O Pix é um património nacional

A defesa do Pix – sistema de pagamentos desenvolvido pelo Banco Central – assume destaque na nota, com o governo brasileiro a afirmar que se tornou uma «referência internacional de infraestrutura pública digital».

A este propósito, o texto sublinha que, «no Brasil, não vamos abdicar de proteger nossas famílias e nossas crianças contra a ganância de um punhado de tecno-oligarcas. A liberdade de expressão não é carta branca para a criminalidade».

Ao refutar críticas sobre a acção ambiental, o documento afirma que, desde 2023, o país combateu «de forma incisiva os ilícitos ambientais» e reduziu «drasticamente o desmatamento em todos os biomas brasileiros».

Sector privado também rejeitou a imposição de tarifas

A nota revela ainda que uma consulta pública promovida pelo USTR evidenciou uma ampla rejeição às medidas adoptadas pelos Estados Unidos.

De acordo com o texto, 63 das 78 intervenções feitas por representantes do sector privado brasileiro e norte-americano durante as audiências públicas foram contrárias à imposição das tarifas, indicando que a iniciativa não encontra apoio numa parcela significativa dos agentes económicos envolvidos na relação bilateral.

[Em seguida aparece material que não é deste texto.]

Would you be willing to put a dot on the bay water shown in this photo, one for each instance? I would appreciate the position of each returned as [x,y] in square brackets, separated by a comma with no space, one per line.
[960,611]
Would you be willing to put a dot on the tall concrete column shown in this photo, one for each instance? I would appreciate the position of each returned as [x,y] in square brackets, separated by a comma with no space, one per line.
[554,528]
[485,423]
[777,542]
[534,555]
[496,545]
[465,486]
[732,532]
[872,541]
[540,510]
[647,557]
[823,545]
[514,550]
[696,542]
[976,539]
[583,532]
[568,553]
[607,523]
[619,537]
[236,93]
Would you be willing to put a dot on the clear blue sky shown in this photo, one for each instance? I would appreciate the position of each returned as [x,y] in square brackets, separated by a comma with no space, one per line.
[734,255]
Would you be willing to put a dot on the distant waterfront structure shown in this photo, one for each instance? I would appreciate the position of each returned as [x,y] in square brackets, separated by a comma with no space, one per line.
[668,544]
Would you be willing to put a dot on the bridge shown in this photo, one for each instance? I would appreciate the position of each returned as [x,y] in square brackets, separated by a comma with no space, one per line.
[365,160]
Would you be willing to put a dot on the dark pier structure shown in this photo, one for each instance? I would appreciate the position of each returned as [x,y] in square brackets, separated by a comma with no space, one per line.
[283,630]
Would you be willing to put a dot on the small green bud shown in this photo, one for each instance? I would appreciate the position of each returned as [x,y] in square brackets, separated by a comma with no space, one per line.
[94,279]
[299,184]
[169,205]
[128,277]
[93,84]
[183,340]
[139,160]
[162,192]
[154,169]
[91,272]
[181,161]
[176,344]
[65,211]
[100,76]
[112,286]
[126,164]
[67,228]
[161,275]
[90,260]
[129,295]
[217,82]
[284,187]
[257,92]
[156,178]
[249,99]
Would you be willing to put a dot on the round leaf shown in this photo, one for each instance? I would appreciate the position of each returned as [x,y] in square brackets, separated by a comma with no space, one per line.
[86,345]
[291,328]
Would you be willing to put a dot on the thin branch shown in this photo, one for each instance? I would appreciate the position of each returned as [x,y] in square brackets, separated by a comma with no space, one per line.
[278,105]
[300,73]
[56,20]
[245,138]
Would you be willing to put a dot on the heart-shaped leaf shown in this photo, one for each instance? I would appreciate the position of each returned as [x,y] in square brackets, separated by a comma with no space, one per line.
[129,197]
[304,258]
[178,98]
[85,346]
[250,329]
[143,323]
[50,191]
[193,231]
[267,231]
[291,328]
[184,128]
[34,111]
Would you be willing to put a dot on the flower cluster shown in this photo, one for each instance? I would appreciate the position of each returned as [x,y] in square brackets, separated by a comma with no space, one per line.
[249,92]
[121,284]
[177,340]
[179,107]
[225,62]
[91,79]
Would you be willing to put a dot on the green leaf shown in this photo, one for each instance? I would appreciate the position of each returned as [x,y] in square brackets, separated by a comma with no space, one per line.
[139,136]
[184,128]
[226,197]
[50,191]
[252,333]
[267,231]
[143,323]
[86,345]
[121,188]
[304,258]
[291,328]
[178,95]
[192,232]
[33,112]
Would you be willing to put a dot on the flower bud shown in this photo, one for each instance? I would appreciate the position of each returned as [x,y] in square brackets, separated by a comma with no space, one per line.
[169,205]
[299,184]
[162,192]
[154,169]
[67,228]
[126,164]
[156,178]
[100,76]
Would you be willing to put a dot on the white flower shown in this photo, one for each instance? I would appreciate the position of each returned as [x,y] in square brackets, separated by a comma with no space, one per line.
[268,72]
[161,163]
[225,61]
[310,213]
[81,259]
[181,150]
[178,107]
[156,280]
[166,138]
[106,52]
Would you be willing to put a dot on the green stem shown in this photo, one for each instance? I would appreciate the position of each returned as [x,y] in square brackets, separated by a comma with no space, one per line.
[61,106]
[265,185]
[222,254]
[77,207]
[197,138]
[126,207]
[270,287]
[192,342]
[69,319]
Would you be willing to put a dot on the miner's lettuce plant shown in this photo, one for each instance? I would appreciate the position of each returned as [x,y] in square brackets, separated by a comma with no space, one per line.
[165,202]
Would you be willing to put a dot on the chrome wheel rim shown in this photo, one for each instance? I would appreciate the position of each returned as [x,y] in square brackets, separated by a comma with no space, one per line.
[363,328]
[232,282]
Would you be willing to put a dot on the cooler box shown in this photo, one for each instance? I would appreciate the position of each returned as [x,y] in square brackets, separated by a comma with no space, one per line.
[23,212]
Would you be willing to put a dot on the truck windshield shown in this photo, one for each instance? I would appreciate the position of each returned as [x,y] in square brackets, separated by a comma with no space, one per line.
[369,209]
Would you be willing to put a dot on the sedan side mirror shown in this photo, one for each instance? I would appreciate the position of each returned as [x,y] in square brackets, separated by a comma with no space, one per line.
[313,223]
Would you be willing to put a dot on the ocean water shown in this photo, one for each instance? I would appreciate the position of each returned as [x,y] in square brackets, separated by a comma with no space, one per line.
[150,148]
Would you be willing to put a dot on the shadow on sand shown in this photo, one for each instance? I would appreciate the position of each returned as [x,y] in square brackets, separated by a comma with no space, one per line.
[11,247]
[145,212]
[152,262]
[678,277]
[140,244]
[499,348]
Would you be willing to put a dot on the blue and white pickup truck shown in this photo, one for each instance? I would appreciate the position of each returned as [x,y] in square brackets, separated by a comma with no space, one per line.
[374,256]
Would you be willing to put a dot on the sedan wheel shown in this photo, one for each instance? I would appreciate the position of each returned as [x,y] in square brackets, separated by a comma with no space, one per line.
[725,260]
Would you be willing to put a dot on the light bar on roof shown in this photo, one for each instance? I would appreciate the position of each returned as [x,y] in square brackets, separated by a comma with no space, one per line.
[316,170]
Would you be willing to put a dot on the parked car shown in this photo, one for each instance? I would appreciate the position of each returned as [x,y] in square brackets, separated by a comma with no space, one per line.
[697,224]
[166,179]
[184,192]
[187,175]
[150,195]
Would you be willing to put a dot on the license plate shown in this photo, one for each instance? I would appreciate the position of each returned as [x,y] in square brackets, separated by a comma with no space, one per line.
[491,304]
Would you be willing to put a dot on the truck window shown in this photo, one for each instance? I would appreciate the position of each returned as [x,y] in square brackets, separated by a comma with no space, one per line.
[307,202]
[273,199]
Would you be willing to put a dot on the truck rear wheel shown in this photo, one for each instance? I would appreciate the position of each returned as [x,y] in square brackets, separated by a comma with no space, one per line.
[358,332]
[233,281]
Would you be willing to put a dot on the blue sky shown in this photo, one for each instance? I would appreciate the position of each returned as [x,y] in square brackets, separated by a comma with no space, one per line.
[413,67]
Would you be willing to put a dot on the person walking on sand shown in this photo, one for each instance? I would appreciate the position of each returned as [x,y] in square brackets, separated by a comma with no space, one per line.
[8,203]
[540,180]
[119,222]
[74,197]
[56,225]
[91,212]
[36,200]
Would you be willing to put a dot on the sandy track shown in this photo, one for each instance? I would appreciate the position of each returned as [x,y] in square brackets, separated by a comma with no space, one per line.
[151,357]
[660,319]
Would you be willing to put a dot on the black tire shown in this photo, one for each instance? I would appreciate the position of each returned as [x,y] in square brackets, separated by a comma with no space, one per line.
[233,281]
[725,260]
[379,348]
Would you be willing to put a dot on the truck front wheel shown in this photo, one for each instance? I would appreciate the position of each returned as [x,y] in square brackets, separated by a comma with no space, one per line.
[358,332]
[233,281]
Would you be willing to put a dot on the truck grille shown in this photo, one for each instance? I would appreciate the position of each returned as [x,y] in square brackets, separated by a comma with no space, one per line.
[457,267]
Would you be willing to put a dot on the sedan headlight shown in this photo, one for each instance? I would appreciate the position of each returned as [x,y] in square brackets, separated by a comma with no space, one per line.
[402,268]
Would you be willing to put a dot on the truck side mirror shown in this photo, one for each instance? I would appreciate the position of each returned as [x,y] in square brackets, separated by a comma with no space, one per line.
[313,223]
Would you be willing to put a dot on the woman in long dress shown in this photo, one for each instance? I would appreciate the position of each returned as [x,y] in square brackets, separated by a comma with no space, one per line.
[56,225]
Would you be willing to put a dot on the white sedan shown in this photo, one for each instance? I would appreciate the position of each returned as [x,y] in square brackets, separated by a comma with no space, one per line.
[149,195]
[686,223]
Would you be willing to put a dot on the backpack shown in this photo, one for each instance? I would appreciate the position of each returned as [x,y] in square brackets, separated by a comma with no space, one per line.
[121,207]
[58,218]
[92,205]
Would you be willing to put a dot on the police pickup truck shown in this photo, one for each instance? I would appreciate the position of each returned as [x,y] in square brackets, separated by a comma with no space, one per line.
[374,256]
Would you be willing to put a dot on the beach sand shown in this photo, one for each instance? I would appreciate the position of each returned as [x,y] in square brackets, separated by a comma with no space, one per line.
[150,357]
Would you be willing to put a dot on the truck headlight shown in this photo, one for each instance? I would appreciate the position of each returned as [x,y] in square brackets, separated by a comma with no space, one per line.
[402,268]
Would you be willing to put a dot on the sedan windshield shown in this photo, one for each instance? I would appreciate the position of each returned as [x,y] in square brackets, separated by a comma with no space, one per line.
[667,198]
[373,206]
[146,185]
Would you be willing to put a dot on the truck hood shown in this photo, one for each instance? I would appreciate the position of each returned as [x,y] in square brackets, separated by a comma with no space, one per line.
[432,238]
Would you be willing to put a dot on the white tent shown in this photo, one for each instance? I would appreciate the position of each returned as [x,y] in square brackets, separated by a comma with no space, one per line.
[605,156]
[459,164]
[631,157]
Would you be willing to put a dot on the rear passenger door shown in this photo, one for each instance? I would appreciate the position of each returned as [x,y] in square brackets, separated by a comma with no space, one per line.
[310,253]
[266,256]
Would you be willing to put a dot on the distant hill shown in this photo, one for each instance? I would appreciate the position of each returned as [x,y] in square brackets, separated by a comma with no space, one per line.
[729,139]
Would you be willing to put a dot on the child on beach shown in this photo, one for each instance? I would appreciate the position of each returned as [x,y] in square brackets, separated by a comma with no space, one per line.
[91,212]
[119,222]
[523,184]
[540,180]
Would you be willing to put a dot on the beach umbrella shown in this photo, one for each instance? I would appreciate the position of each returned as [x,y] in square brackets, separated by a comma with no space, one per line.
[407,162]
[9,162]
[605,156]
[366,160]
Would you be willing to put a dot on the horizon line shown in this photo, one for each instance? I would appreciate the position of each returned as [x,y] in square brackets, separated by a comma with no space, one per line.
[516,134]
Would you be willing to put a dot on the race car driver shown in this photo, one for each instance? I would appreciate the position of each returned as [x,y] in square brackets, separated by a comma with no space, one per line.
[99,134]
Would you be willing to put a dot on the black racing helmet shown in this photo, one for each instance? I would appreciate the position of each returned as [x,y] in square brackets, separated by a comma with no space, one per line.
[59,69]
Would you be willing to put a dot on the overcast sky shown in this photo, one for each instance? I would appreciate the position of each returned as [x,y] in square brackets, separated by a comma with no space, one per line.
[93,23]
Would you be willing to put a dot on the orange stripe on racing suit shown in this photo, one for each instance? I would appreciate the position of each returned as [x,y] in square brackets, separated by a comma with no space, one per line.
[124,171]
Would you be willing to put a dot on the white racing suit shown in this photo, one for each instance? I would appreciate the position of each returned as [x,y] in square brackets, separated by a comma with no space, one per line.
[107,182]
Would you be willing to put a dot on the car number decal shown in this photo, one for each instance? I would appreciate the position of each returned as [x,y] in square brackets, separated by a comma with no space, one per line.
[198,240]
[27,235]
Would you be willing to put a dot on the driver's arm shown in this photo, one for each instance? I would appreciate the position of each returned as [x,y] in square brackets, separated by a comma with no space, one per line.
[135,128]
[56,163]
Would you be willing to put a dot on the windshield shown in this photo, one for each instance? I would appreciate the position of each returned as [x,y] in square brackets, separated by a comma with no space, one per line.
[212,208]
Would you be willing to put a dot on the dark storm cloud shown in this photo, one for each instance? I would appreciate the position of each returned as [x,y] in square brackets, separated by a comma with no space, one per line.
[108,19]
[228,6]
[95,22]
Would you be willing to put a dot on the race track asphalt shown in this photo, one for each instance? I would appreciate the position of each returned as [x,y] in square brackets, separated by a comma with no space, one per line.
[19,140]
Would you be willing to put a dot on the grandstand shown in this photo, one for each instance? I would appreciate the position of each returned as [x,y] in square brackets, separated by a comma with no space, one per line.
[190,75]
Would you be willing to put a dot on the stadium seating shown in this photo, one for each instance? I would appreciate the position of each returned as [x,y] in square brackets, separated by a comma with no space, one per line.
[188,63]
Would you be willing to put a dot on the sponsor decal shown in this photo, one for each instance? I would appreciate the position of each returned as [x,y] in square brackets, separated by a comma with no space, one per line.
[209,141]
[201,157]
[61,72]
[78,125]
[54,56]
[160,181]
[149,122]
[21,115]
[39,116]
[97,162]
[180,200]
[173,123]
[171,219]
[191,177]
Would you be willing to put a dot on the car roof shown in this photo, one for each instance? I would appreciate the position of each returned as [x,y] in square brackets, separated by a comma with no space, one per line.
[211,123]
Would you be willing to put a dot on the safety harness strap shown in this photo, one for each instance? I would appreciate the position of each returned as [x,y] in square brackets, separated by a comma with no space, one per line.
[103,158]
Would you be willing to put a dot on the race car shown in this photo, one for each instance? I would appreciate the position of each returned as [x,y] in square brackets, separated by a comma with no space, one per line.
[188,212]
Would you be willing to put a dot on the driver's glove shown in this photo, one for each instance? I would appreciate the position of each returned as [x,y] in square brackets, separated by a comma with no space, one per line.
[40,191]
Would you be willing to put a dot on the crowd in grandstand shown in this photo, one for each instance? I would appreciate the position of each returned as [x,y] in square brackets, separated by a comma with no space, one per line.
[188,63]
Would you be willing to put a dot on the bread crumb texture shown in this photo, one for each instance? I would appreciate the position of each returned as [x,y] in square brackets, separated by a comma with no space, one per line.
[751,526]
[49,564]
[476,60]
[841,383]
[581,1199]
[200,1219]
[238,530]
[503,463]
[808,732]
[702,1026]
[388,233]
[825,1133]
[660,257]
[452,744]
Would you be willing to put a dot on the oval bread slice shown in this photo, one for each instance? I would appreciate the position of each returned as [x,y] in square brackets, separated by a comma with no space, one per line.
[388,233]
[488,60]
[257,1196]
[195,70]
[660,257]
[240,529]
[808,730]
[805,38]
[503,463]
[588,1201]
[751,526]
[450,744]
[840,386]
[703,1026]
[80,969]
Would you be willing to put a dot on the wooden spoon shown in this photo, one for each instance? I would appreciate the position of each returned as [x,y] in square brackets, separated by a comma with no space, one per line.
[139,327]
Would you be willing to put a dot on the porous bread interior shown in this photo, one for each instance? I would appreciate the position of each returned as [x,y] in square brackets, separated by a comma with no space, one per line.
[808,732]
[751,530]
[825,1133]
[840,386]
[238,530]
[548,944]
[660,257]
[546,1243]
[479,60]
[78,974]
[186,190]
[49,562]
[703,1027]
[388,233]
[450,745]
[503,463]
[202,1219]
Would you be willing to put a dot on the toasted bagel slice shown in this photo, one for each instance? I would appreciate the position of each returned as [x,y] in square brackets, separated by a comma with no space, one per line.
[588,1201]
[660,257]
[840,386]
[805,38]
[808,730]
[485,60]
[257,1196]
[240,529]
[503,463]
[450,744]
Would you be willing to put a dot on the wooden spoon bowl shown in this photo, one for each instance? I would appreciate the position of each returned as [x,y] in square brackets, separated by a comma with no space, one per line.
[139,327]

Plano Brasil Soberano e acusação à família Bolsonaro

Como resposta à escalada comercial, além de outras medidas já referidas, o governo brasileiro anunciou ainda que irá recorrer ao Plano Brasil Soberano para proteger as empresas afectadas, «preservando empregos e a capacidade produtiva nacional».

O objectivo é responder às medidas unilaterais no quadro do direito internacional, mantendo a capacidade de negociação do país e reduzindo os danos causados à economia e aos rendimentos dos brasileiros.

O texto lança também duras críticas à actuação da família Bolsonaro, afirmando que «é triste constatar que o lamentável desfecho das investigações baseadas na Seção 301 faz parte do enredo construído com a ativa colaboração da família Bolsonaro». 

«São falsos patriotas que arquitetaram e defenderam publicamente ações contra o nosso país, movidos por objetivos eleitoreiros», denuncia, frisando que «não se pode amar o Brasil apenas quando vencemos eleições».